Parenting Tools for a New September
Summer is almost over and September is upon us. If we are lucky this should be a wonderful month, especially if there are no COVID surprises in store for us. Back in September 2020 and 2021, when we confronted this unknown new virus, our solution, in addition to the eventual development of vaccines, was caution and adhering to full lockdown guidelines: staying home, working from home, studying from home, and socializing from home. The results were not all positive; many stuck at home drank more alcohol, smoked more and exercised less. We withdrew from active sports and hobbies. The economy struggled and domestic violence increased. Human contact was virtually eliminated and many of us felt isolated and forlorn. This new reality brought with it different feelings from anything we had ever experienced. Sure, as adults we have all had ups and downs, but never anything as unique, unknown and strange as a pandemic. Did we pass our fears and anxieties of the unknown to our kids despite our best intentions? Of course we did. Despite our best parenting, fear was unavoidable, but this September, we can course correct.
Reducing School Anxiety
This month we are less restricted than we have been and it is finally a welcome time for change. But let us remember that the two years of lockdown not only disrupted and permanently altered our lives, it had a profound effect on the lives of our babies, children, teenagers, college bound students and recent graduates. Babies and toddlers could not see smiles on faces covered by masks which certainly had an effect on their developing brains. Young children did not attend school and regardless of all the education offered on zoom, the UN reports that 100 million more children lack basic reading skills due to these measures taken during the pandemic. Teenagers connected only through social media which had an adverse effect on their mental health, and college students studied in isolation and missed the opportunity to socialize, an integral part of the American college experience. Recent graduates lucky enough to find employment, had to start work from home losing out on mentorship and office culture and connections.

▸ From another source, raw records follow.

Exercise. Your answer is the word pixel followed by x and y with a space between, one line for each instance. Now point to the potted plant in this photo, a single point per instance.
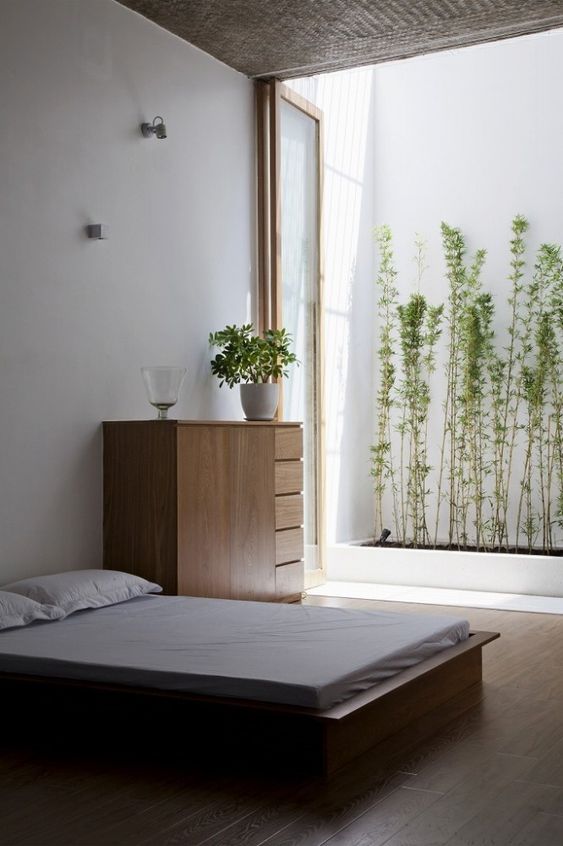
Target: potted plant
pixel 253 361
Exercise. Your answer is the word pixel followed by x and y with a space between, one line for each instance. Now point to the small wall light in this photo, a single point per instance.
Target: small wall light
pixel 97 231
pixel 157 127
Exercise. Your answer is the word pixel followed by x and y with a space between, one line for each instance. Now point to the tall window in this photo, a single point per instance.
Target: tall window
pixel 289 144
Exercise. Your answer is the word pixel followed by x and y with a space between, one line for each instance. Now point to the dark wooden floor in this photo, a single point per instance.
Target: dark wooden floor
pixel 493 776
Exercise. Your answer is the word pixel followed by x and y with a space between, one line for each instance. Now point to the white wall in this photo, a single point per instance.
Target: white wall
pixel 78 318
pixel 469 136
pixel 346 99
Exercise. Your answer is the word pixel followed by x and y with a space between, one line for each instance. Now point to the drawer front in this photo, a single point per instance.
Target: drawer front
pixel 290 580
pixel 288 443
pixel 289 511
pixel 289 545
pixel 289 476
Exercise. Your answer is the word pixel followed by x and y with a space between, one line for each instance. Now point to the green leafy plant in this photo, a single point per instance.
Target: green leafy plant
pixel 382 468
pixel 246 357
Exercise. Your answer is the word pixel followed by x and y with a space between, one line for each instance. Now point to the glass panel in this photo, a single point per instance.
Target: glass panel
pixel 300 294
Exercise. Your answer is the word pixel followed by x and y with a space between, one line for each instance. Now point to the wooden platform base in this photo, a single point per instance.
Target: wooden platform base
pixel 280 736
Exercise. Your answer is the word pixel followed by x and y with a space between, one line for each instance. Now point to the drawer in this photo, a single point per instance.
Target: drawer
pixel 288 443
pixel 289 511
pixel 289 545
pixel 289 580
pixel 288 476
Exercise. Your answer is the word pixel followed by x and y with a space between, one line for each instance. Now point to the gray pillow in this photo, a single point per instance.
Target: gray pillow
pixel 79 589
pixel 16 610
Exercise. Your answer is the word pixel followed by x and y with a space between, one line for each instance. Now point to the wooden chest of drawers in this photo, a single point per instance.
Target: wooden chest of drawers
pixel 206 508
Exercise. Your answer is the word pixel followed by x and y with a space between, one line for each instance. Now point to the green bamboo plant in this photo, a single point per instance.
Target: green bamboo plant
pixel 502 406
pixel 381 454
pixel 506 377
pixel 419 330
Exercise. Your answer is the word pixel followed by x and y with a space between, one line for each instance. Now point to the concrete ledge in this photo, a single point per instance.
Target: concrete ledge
pixel 538 575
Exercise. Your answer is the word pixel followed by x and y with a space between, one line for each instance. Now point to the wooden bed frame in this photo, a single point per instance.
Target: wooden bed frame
pixel 319 740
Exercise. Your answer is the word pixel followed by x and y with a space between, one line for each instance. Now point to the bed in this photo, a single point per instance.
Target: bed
pixel 321 685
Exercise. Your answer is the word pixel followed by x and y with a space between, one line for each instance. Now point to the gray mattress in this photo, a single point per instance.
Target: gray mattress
pixel 288 654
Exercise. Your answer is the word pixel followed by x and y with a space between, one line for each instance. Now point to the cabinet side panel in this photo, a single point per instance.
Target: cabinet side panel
pixel 140 500
pixel 253 552
pixel 204 505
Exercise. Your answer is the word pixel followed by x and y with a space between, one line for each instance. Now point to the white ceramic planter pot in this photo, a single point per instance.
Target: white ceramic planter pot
pixel 260 401
pixel 539 575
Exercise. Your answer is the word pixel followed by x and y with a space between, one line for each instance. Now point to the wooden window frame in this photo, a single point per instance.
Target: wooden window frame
pixel 269 95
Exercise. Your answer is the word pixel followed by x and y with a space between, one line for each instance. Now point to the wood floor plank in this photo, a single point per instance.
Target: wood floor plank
pixel 508 813
pixel 541 830
pixel 437 825
pixel 377 825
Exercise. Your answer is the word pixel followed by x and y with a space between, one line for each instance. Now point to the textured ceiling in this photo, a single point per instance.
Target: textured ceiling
pixel 288 38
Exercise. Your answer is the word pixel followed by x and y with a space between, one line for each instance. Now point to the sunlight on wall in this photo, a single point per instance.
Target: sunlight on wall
pixel 345 99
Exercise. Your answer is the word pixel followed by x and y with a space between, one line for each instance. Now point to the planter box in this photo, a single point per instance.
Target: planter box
pixel 539 575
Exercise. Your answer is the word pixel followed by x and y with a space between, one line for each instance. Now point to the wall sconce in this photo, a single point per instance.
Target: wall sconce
pixel 157 127
pixel 97 231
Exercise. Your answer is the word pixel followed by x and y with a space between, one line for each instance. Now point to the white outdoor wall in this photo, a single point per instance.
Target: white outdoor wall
pixel 469 136
pixel 78 318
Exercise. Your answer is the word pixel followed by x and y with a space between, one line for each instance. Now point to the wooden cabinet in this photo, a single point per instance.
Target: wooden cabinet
pixel 206 508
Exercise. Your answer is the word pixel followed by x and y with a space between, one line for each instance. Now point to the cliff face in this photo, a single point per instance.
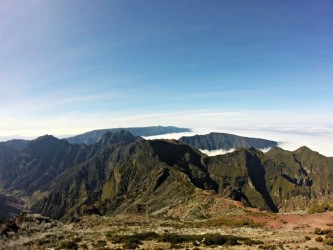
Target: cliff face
pixel 122 173
pixel 214 141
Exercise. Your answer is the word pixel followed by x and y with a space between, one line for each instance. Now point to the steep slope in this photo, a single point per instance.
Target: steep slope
pixel 123 173
pixel 9 206
pixel 214 141
pixel 301 174
pixel 16 144
pixel 95 135
pixel 39 163
pixel 125 177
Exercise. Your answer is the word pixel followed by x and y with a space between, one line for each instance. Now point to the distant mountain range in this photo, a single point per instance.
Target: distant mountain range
pixel 125 173
pixel 95 135
pixel 215 141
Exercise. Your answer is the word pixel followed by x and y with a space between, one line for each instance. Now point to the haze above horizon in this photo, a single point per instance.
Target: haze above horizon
pixel 68 67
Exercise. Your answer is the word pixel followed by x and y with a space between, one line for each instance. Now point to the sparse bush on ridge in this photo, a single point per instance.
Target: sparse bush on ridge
pixel 174 239
pixel 306 237
pixel 320 207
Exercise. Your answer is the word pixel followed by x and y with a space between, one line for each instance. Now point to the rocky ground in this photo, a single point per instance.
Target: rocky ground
pixel 246 229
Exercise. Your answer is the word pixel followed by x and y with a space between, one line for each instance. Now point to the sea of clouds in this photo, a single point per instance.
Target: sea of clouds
pixel 288 139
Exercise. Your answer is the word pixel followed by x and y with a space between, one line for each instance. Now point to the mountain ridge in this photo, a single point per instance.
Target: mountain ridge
pixel 215 140
pixel 123 173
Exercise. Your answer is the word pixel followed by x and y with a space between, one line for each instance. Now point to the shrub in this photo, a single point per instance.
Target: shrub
pixel 100 243
pixel 317 231
pixel 329 242
pixel 268 247
pixel 329 235
pixel 68 245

Now the moment has come to develop once again good personal habits and work on reducing our own anxieties and help our children with theirs. September is a transitional month and transitions bring anxiety. As adults, we must set a good example for our families and not expect too much from ourselves or our children. Try not to overcommit; instead, try to stop and smell the roses. Babies and toddlers are once again engaging with the world around them. Children and teenagers are back in school busy with purposeful routines, fun activities, and sports. College students are back to in person classes. Millennials are once again commingling and are trying to resume normal life despite having lost so much time.
It is imperative to have good communication with your child no matter their age so that the physical return to school, work, and life is a successful process. Communication is defined as an exchange of information. What does good communication really mean? The key word is “exchange”. Children innately take cues from parents. It is a two way street that is attuned to your child’s feelings, opinions, and needs without judgment or criticism. It is the art of truly listening to them and their worries. True listening contrasts with helicopter parenting or snowplow parenting which are strictly one way, and indicates to your child that you know better and are so worried about their judgment and capabilities that you have to hover over them, remove every obstacle in their way, and perform the tasks for them. These piloting parents with the best intentions, and with a desire to guide and prevent mistakes, inadvertently also remove the opportunity for their child to develop the skills to cope and problem solve before they leave the nest. If they don’t have the opportunity to make mistakes and course correct while living under your roof, how can they do it once they leave?
This holds especially true if you have a child that is leaving home and going away to college. And if you are the parent of a departing child, you may also suffer from separation anxiety yourself that may push you to track your child’s schedule and whereabouts continuously. You may want to choose their classes, have influence on their major and choose their friends. I have two words for you – remind yourself to “back off”. This is not helpful to you or your child and may backfire by increasing anxiety for both of you in the long run, albeit assuaging your anxiety in the short term. You may become hyper focused on their whereabouts and not accept that this is their unique opportunity to start their journey to adulting. If not now, then when? You imparted your values over the last 18 years. I promise they have internalized your voice but it is now time for them to make their own choices and their own mistakes. That is the basis for adulthood.
As we recover from the stress, anxiety and difficulties of the last two years, we must understand that not all stress is bad. Sometimes it can bring about useful changes in your life, changes that we really need. Parents must be ready to make good choices and get ready for the changes that will make you and your children stronger, healthier and happier. So, this September, consider all the good things that you can look forward to…and if you need help navigating, speak to a therapist or other trusted confidant who can help you evaluate what’s going on and open your eyes to other roads not yet taken.